Une journée aux rencontres photographiques d’Arles, août 2017

Comme le spectacle vivant à Avignon, la photographie témoigne de notre monde en crise en le reflétant à travers les regards singuliers des artistes. A Arles , le programme est si foisonnant qu’il faut se résoudre à choisir une poignée d’expositions, à portée de nos pas, dans des lieux éparpillés intra et extra-muros: du merveilleux cloître Saint-Trophime à un garage désaffecté via le très bel Espace Van Gogh où le peintre fit de cours séjours avant Saint-Rémy.Un mois plus tard, quelles sont les impressions-rétiniennes et mentales- qui subsistent ?
​Passons vite sur l’étrange Japonais Masahisa Fukase, une gloire dans son pays, au destin tragique mais dont les images ne nous ont pas laissé une trace prégnante, hormis des portraits de famille et des vols de corbeaux.D’autres parcours nous ont semblé anecdotiques, usant de concepts creux; Dune Varela revisitant des monuments emblématiques pour mieux les malmener à l’aide de procédés techniques faciles ou Christophe Rihet livrant dans « Road to death » des vues couleur larges et lisses des lieux désertés de leurs morts violents( James Dean,Grace Kelly, Kennedy, Camus…).
​Retenons par contre Niels Ackermann et Sébastien Gobert qui, dans le passionnant « Good Bye Lenin », partent en quête des quelques 5000 statues déboulonnées en Ukraine depuis sa révolte des années 90 pour finalement nous livrer, entre nostalgie, dérision et espoir, un portrait collectif actuel de ses habitants. Et, grâce à l’impressionnante passion d’un Poniatowski collectionneur, gardons fortement à l’esprit  « Pulsions urbaines, photographie latino-américaine, 1960-2016 » une rétrospective vive et crue qui jette la lumière sur des chaos urbains souvent tragiques.

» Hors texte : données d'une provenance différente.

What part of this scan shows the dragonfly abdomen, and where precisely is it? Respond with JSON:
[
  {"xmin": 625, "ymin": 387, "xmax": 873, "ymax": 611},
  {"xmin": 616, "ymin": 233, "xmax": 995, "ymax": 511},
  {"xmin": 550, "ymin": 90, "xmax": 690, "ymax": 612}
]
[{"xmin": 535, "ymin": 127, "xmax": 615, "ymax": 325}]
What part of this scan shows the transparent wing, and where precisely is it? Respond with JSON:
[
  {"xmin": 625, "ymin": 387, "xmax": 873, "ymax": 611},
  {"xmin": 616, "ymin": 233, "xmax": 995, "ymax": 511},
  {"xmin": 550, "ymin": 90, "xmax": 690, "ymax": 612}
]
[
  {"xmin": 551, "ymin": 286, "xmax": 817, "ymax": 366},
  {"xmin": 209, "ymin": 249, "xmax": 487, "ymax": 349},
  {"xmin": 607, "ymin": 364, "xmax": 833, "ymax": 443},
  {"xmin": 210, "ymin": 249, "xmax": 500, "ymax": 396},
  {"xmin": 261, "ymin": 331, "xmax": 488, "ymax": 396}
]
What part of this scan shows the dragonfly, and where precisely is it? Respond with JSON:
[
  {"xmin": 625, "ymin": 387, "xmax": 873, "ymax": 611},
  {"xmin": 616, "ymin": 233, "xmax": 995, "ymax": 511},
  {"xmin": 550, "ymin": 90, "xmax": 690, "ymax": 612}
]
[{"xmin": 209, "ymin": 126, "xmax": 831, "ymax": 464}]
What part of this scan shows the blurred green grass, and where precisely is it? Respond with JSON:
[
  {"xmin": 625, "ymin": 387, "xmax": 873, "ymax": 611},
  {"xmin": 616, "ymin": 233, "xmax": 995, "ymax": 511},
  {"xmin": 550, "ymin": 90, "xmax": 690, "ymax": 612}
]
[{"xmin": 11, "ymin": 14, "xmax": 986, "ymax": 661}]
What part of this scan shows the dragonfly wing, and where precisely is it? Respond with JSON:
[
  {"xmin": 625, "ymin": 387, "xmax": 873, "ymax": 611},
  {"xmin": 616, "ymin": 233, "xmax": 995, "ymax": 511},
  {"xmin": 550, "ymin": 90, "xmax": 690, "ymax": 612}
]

​Mais le plat de résistance fut-c’est le cas de l’écrire- « The house of the Ballenesque » du mutliprimé Roger Ballen, Newyorkais travaillant de longue date en Afrique du Sud;il dispose d’une fondation et d’un site en ligne et il nous  prévient d’emblée,sur un cartel, que nous entrons dans son théâtre intime, son installation n’étant qu’une métaphore de ses pensées profondes, rien que ça ; Pour faire plus court, « ma petite boutique des horreurs » eut suffi ! il faut imaginer une demeure décatie, squattée en dernier lieu, et dont les pièces sont plongées dans la pénombre,aux murs couverts de graffitis grimaçants, avec l’accompagnement sonore de vagissements désespérés de nourrissons.Le reste est à l’avenant, inspiré des pires films d’épouvante passés et présents qui montrent tout au lieu de suggérer:un capharnaüm repêché dans les brocantes du coin, canapés défoncés, vieux postes télé déversant les vidéos du maître et de ses oeuvres violentes,miroirs fanés, draps souillés, masques mortuaires et animaux empaillés de diverses espèces agrémentés parfois de barbelés les encageant, baigneurs géants en celluloïd plus ou moins démembrés aux visages déformés, jouets cassés, outils de forge poussiéreux…Arrêtons là cet inventaire glauque auquel il ne manquait que des rats courant entre les visiteurs sidérés, piégés et transformés en voyeurs malgré eux. En témoignaient nos échanges à la sortie avec d’autres rescapés, qui, comme nous, avaient subi puis fui cette épreuve.
Le mot de la fin revient à l’auteur lui même-photographe à l’origine, controversé pour ses portraits affligeants, à la façon de Diane Arbus, d’afrikaners pauvres-qui explique doctement que  » déboussolés et angoissés, nous en ferons des cauchemars et n’oublierons jamais  » . En effet, même si nous dormons bien, le réel suffisant à alimenter nos craintes…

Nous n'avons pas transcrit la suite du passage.